As is clear, the International Court of Justice does not give advisory opinions unless legal questions are referred to it by authorized UN organs and specialized agencies. Hence International Court of Justice procedures cannot be used in Gambian courts. In the Darboe and Co case, The Gambia was NOT an authorized UN organ or a specialized agency. The Gambia is a sovereign state with its own procedures within its jurisdiction. Unless there is a rule in the laws of The Gambia that courts can decide cases when there is no true dispute between two parties with opposing interest, the Supreme Court’s decision is an advisory opinion and nonbinding.

Possibility number 3: If there were no petitioners at all then the same result as in possibility number 2 ensues.  If either possibility number 2 or 3 is what happened, then this regime, the Attorney General, The “New” Supreme “Gambianisation” Court are all frauds. The decision on November 27, 2017 was then a big SHAM!

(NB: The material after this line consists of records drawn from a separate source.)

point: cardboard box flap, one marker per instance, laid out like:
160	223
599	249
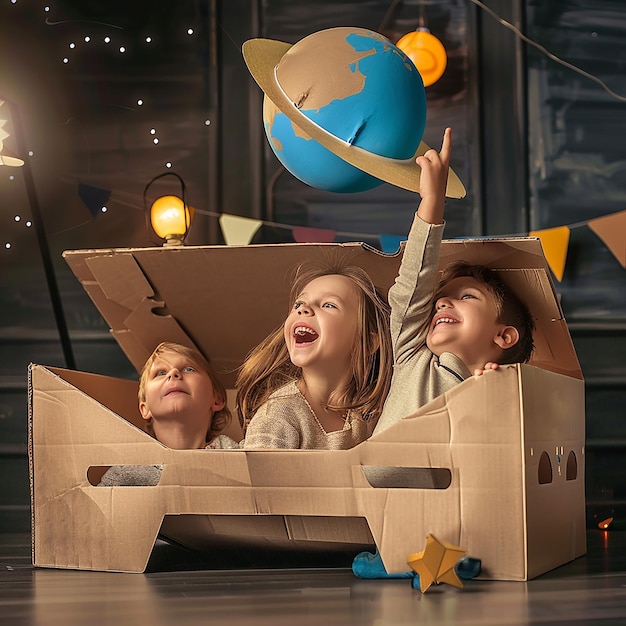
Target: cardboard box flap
226	299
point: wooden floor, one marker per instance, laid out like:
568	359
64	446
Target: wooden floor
178	590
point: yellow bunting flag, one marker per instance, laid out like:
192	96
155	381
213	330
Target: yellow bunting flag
237	230
612	230
554	242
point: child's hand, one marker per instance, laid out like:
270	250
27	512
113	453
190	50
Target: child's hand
433	180
488	366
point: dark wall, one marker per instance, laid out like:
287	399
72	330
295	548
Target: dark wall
536	144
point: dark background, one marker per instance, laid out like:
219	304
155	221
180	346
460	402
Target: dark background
537	145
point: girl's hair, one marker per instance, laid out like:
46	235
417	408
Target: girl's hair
510	309
268	366
222	417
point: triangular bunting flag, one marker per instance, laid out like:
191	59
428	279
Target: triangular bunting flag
237	230
93	197
612	230
554	242
303	234
391	243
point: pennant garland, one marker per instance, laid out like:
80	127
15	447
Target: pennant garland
611	229
239	231
554	243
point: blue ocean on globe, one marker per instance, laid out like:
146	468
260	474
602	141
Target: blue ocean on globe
385	115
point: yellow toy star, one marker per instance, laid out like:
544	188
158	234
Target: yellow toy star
435	564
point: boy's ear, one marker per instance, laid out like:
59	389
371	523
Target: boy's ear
507	337
145	411
219	403
374	342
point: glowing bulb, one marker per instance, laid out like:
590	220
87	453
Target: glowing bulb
170	219
426	52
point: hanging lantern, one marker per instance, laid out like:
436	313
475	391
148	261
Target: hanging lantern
426	52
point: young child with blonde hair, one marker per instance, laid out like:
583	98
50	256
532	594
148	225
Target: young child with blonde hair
183	402
319	380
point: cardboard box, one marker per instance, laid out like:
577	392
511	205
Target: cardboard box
496	465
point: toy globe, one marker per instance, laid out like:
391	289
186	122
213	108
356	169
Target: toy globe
356	85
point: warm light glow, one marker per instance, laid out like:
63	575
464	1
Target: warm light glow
426	52
8	158
170	219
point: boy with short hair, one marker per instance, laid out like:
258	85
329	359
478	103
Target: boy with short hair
444	332
183	402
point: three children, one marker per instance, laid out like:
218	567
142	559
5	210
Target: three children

The new regime and the AG are frauds because they are now in favor of a law that they were against when they were not in power and now that they are in power, they are in favor of it.

The fact remains that Section 5(2) has not been amended since the new regime came to power. The provision has not changed itself since the current regime came to power. It is the same law as it was when the former regime was in power. So if the new regime now favors Section 5(2) of the POA, it is because they are now in power and were against it when they were not in power. Majority of Gambians know what has been the effects of Section 5(2) of the POA as it has been and is enforced today.

The entire proceeding of this case should be in the public domain, and Gambians, especially journalists should have access to the records of this case to find out what happened. I challenge all Gambian journalists both home and in the Diaspora to look into the records of this case from the initial petition filed to the Supreme Court’s decision on November 27, 2017. We need to know who were the Petitioners and who argued for them? Who were the Respondents and who argued for them? Please make sure that whatever you find out have it published it for all to see.

If the AG’s office argued for the Respondents’ side then that press conference he gave on November 27, 2017 was a farce. It would mean that while the AG was preaching respect for the Rule of Law, he was in fact glad that the Supreme Court ruled that section 5(2) POA was not inconsistent with Section 25(d) of the Constitution.

2 Comments

  1. The decision to uphold the POA is disturbing and indeed a sham and insult to the intelligence of all Gambians. First common sense should have dictated that Darboe can no longer remain a Petitioner and at the same time a Respondent by proxy because of his position in this administration. Bah Tambadou should have informed him of the peril and conflict. Now that this administration has chosen to be on the wrong side of history and taken this hugely unpopular position, one can only assume to be able to restore a systematic oppressive environment towards real and perceived political enemies or opponents, how do they explain this to our people. Certainly Bah Tambedou attempt to lecture us on the rule of law is at best ineffective, frankly nonsensical. Don’t understand why people keep repeating poor decisions after poor decisions. Just don’t get it. Allah help us. This is very disappointing. Truly a bad day for Gambia.

  2. There seems to be something odd and fishy going on with the POA. I think the possibility that positions held in opposition about the POA might now have changed, now that the opposition is in government, does seem quite plausible.
    How else could the continued enforcement of the POA be explained?Why didn’t this government rush a bill through the National Assembly to amend the relevant section (5 (2)), if they “hate” it so much? If indeed, the government has had a change of position and wants to keep this part of the act, hiding behind the Supreme Court to achieve it would be an act of extreme cowardice and deception.
    Whatever their position is in relation to section 5 (2) of the POA, we must be vigilant and make sure the new constitution does not carry similar provisions that could curtail enshrined and guaranteed rights of citizens.